Tien-Shan

Tourismus auf Abrieb: Wie die Bebauung der Küste das Ökosystem des Issyk-Kul zerstört

Kirgisistan stellt jährlich neue Rekorde bei der Anzahl der Touristen auf, aber hinter den schönen Zahlen der Berichte verbirgt sich eine besorgniserregende Realität. Während neue Pensionen an den Ufern wachsen und ganze Städte geplant werden, verliert das ‚Auge des Tian Shan‘ seine legendäre Transparenz. An Stelle der gefällten Mehlbeeren-Dickichte – natürliche Filter des Sees – bleiben kahle Strände zurück, und das Fehlen von Kläranlagen führt dazu, dass gefährliche blau-grüne Algen im Wasser immer häufiger gesichtet werden.

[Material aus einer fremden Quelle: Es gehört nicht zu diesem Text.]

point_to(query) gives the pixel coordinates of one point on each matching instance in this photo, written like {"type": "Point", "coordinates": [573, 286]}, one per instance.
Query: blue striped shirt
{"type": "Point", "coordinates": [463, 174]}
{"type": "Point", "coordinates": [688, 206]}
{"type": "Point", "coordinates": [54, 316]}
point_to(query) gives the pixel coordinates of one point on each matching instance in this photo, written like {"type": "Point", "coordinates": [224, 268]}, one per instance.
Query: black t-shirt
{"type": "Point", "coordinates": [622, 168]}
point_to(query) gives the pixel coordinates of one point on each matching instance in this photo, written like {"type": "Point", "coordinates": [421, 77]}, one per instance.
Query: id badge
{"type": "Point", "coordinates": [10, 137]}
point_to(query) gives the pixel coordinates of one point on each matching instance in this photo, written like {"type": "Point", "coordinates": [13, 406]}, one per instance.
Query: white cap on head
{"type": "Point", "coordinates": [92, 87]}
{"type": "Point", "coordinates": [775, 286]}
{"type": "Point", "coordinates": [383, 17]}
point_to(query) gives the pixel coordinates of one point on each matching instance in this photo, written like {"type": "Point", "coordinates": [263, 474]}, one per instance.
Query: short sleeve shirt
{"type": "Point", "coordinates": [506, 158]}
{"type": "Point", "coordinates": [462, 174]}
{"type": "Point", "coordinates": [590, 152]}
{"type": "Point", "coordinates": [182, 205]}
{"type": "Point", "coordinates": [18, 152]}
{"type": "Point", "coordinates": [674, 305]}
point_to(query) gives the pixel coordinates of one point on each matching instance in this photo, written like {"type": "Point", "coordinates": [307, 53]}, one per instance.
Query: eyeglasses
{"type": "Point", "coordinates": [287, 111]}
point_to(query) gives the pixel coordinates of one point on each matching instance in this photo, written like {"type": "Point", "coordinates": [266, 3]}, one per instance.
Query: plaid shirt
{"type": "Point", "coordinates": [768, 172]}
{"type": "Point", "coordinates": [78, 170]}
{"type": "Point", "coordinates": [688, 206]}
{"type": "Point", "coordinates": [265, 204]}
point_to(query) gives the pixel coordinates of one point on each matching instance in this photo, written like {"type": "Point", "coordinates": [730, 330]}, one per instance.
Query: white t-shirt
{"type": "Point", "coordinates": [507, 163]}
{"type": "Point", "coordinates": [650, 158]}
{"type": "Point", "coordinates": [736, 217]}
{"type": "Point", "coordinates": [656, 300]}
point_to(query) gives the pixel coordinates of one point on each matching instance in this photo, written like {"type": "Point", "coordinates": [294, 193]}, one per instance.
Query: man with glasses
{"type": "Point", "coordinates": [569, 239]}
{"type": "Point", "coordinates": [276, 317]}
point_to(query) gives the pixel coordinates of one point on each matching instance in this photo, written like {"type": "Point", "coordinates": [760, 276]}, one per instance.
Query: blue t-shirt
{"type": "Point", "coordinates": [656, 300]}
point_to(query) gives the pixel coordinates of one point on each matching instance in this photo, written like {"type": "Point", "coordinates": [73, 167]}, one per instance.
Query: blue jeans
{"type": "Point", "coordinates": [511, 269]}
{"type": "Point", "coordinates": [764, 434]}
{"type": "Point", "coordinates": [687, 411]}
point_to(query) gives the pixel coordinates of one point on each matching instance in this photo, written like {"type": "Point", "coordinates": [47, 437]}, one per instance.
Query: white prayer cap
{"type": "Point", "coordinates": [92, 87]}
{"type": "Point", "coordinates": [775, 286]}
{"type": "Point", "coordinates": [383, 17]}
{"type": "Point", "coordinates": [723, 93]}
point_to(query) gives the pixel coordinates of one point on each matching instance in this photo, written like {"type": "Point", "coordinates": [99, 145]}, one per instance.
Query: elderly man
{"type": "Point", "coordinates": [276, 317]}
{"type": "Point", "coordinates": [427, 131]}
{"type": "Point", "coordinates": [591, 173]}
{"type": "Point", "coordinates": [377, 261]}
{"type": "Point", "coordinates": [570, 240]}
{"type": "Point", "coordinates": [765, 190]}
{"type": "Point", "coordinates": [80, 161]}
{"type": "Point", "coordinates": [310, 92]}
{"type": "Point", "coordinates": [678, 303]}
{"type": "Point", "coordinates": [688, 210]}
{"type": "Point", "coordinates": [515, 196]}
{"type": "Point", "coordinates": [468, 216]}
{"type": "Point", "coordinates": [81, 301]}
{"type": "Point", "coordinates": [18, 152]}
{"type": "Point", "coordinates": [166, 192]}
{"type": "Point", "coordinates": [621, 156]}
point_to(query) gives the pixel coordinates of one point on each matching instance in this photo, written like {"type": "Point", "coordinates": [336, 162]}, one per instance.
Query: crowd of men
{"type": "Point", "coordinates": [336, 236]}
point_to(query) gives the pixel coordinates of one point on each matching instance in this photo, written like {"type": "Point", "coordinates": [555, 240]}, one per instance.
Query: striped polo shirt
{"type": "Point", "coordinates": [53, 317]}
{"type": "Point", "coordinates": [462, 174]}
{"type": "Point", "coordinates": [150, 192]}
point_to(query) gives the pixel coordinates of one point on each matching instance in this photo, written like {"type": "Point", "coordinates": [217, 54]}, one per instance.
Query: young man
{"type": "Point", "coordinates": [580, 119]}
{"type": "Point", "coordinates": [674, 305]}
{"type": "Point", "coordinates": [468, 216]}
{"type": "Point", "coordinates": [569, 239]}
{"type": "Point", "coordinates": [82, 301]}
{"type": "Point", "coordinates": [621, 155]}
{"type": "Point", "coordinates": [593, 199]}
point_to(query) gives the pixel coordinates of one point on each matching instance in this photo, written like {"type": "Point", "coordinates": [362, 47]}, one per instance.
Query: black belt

Der Prozess der Verschlammung und ‚Blüte‘ wird unter dem Druck der globalen Erwärmung und Abwässer irreversibel. Warum braucht das Land heute dringender denn je ein spezialisiertes wissenschaftliches Zentrum, das sich nicht nur mit der Überwachung, sondern auch mit der Rettung des Issyk-Kul-Ökosystems beschäftigt? Und welche Wahl müssen die Behörden treffen: die aggressive Bebauung der Küste fortsetzen oder den harten Weg der ökologischen Sanierung wählen, bevor der See zu einem Sumpf wird? Wir besprechen die Zukunft der ‚Perle‘, die Abholzung der Küstenwälder und die Verantwortung gegenüber den Nachkommen im Sender Sputnik Kirgisistan.